Oscar Muñoz, Protographies
Les effacements phosphorescents d’Oscar Muñoz
« Jamais assez les images » lançait Beckett. Munoz l’a en quelque sorte écouté. Il fonce dans la chair et les envoûtements de ce que Bellmer nomma des « manœuvres » et qu’il reprend à sa main afin d’en proposer d’autres bords de l’être, d’autres « viandes » voire d’autres morceaux de conscience. Surgit la science-fiction d’un avant-monde refoulé par le poids des forces séculaires du réalisme de l’image. Le Colombien débarrasse des créances qu’on croit leur devoir.
L’image avec Munoz n’est plus ce qu’elle était. Il la dématérialise, la dégage des sadiques machineries qui la jointoyaient au possible. Le créateur devient un nouvel homme des cavernes. Mais il apprend le regardeur à sortir de leurs impasses. L’exposition du jeu de Paume en 2014 et le livre qui lui est consacré permettent de comprendre l’importance des photographies, les vidéos et des installations du Colombien. Pour cette première monographie française, l’artiste a créé une triple vidéo El coleccionista (« Le Collectionneur »), où un personnage sélectionne, organise des archives personnelles. Le triple « montrage » permet de comprendre comment les images peuvent s’inscrire dans divers « récits » qui modifient leur sens. Le natif de Cali (ville qui fut dans les années 60 l’une des villes de l’avant-garde artistique avant d’être happée par le trafic de narcotiques) garde pour sa cité une « étrange haine-passion ». Son climat chaud, humide, astringent, sa lumière blanche, très forte ne sont pas sans incidences dans la genèse de l’œuvre.
Surgit souvent des photographies du Colombien un aveuglement par éblouissement. La lumière dévore les contours et la netteté. « Rideaux de douche » laisse apparaître les fantômes roses de corps « effacés » derrière un rideau de plastique. Avec Tiznados (« Noircis »), d’un cadavre ne sont perceptibles que des contours vagues. Quant aux« Narcisses », leurs figurations au charbon de bois sont déposées au fond d’un bac d’eau. Avec l’évaporation du liquide ne demeure progressivement que la poudre charbonneuse que dilue l’image. Sont donc mis en acte les rapports de la vie et de la mort, de la présence et de l’effacement de l’image.

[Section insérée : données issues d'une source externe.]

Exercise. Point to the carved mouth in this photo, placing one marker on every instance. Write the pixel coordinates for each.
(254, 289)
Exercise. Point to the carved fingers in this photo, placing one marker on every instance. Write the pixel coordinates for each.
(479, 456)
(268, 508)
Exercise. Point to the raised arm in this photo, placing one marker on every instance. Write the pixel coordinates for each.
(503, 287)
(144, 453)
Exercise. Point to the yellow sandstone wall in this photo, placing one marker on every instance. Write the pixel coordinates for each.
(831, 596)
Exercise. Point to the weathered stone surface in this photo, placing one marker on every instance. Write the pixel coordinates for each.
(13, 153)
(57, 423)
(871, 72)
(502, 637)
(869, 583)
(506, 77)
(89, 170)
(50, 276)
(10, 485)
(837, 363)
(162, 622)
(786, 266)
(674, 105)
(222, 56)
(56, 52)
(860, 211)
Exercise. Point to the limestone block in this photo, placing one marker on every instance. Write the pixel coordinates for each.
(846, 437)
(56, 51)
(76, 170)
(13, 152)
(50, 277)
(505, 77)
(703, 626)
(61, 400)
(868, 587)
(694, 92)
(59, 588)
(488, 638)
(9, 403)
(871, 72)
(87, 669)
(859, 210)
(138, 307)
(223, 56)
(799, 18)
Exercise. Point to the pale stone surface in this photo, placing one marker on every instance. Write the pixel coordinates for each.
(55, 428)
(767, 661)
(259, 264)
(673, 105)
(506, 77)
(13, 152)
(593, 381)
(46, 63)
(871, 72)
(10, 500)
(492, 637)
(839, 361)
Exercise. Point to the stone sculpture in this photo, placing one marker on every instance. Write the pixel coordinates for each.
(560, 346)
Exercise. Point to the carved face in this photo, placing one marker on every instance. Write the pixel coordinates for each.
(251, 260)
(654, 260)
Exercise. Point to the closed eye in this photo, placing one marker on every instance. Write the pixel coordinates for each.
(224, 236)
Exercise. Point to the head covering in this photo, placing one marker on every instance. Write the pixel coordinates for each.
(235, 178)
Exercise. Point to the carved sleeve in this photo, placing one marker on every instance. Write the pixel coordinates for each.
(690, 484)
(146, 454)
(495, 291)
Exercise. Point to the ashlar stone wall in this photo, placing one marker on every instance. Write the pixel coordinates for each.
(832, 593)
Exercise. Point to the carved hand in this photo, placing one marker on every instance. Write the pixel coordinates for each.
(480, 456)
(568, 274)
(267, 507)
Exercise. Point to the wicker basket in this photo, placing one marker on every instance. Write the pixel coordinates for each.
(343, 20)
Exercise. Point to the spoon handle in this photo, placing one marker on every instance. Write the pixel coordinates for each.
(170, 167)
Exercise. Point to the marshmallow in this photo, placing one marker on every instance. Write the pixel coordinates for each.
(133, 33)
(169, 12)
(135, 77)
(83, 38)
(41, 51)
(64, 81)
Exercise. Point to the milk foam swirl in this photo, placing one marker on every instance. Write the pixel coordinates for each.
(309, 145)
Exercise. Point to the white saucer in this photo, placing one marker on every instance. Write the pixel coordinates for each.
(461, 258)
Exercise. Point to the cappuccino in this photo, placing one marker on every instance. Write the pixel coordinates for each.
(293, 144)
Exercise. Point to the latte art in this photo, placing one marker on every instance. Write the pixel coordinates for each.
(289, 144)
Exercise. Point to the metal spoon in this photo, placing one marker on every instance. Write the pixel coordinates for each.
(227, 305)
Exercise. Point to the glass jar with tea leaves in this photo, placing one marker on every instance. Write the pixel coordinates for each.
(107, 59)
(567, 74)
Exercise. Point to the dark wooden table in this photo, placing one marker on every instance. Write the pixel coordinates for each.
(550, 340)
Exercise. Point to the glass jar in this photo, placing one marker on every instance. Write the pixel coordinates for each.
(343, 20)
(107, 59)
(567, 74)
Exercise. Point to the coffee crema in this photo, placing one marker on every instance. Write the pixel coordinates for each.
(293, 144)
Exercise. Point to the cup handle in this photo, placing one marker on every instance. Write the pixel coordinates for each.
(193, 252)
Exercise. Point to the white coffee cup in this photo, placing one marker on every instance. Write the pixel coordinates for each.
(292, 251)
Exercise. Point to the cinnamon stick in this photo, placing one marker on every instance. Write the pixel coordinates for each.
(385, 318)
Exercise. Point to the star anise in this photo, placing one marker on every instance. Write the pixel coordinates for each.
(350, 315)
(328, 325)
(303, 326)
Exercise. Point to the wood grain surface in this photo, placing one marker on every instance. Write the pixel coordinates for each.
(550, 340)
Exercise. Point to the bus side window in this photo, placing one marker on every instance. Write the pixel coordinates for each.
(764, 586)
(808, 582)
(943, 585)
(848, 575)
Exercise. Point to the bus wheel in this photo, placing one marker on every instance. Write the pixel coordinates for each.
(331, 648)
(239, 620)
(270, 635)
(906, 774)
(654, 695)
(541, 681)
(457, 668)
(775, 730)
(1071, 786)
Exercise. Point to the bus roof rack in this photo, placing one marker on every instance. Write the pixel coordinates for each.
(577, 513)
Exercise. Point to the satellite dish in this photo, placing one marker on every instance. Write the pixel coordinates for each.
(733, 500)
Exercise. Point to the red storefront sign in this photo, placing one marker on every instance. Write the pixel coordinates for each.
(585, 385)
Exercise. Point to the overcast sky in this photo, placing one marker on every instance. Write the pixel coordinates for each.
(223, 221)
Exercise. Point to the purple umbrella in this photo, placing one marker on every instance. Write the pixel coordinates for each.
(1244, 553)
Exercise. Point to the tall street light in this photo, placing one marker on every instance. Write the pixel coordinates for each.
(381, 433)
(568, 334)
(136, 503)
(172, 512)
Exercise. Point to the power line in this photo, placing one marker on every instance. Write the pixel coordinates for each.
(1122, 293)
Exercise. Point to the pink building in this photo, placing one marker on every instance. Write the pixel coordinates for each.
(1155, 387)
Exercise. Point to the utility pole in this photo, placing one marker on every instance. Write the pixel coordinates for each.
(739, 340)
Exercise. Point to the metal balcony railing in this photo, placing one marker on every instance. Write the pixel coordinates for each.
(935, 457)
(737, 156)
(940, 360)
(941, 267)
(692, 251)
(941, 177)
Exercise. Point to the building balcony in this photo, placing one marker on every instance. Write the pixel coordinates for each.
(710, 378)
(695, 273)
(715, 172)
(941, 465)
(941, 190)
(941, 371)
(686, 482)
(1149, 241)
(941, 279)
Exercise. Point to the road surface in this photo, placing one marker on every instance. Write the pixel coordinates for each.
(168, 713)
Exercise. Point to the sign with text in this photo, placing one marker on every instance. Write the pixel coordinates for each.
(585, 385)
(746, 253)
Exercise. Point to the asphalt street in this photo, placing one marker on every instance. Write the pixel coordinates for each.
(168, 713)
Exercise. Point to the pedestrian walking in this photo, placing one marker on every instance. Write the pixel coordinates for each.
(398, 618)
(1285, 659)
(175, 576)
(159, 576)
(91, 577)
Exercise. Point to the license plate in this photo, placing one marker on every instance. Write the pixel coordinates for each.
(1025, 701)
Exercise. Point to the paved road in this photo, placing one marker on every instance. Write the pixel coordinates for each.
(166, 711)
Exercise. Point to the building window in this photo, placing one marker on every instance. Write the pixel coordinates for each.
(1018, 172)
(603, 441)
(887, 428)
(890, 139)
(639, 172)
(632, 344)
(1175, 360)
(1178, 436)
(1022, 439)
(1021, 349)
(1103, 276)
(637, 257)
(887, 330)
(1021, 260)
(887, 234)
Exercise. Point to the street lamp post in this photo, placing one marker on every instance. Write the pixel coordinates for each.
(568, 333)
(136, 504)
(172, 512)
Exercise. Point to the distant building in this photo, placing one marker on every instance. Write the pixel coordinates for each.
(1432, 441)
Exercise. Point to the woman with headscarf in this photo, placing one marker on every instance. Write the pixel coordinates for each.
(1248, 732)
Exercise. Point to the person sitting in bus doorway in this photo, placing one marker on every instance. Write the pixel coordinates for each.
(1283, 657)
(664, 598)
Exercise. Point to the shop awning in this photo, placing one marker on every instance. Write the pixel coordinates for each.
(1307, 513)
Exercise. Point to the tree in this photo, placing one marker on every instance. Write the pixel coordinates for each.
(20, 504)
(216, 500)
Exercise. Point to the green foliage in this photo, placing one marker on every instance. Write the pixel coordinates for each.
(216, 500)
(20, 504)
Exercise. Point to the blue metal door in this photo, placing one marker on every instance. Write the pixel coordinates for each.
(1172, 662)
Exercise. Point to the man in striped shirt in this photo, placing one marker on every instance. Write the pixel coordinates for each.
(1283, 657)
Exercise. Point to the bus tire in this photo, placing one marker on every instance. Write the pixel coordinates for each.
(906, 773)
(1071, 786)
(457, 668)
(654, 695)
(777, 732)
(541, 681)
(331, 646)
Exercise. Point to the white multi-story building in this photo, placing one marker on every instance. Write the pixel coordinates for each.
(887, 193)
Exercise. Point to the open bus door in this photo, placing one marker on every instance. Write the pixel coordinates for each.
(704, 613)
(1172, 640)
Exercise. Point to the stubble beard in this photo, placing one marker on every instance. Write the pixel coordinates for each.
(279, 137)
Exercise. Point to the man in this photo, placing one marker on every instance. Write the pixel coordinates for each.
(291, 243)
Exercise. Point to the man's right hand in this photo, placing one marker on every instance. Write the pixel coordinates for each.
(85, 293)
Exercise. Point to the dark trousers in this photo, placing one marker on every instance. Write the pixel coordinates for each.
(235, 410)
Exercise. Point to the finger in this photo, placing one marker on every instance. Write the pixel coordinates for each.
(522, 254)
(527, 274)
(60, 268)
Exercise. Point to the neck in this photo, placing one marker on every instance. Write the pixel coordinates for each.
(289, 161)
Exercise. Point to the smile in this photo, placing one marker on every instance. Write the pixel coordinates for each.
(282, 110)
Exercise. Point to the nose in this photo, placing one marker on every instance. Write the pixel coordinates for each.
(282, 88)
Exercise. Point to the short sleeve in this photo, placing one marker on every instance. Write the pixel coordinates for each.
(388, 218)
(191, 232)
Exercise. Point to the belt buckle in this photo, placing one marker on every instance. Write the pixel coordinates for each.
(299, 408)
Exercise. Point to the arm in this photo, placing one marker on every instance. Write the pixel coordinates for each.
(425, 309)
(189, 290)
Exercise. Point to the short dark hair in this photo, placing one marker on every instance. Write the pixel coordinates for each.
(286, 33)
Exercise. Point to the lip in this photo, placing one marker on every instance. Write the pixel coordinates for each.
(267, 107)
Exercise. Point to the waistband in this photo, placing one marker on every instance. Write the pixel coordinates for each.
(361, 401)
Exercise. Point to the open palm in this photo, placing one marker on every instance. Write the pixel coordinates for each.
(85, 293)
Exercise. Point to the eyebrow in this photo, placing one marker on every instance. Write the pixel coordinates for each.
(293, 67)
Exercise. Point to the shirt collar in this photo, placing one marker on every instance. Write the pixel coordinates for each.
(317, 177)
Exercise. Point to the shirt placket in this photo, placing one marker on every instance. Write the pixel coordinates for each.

Apparaît aussi toute une réflexion en acte sur l’invention des images. Ecoutons le photographe : « Cela fait trente ans que j’essaie de comprendre les mécanismes inventés par l’homme pour reproduire une image. En commençant par le trait à l’encre jusqu’à la reproduction mécanique et digitale. Mais je reste attaché au dessin, qui est avant tout une action de synthèse qui connecte la pensée et l’émotion, grâce au geste de la main. » Dans l’œuvre, les instants fixés par la prise puis sur le papier prennent une valeur de représentation différenciée au sein des séries où la mine de plomb est presque toujours présente jusque dans les vidéos intitulées « vidéos-dessins », « Projet pour un mémorial » et « Biographicas ». Dès lors la photographie n’est plus un instant figé : elle bouge encore. Elle se compose et se décompose. Plus qu’une autre organique, mutante, elle oblige le regardeur à bouger : non seulement dans l’espace de l’exposition où toutes les prises de vue sont alignées mais face à chacune d’elle : il doit regarder le temps passer sur chacune d’elle en s’approchant ou s’éloignant.
jean-paul gavard-perret
Oscar Muñoz, Protographies, Musée du jeu de Paume, Paris, Filigranes Editions, 2014, 160 p. – 35,00 €
Textes de José Roca et Emmanuel Alloa ; entretien de María Wills Londoño avec l’artiste.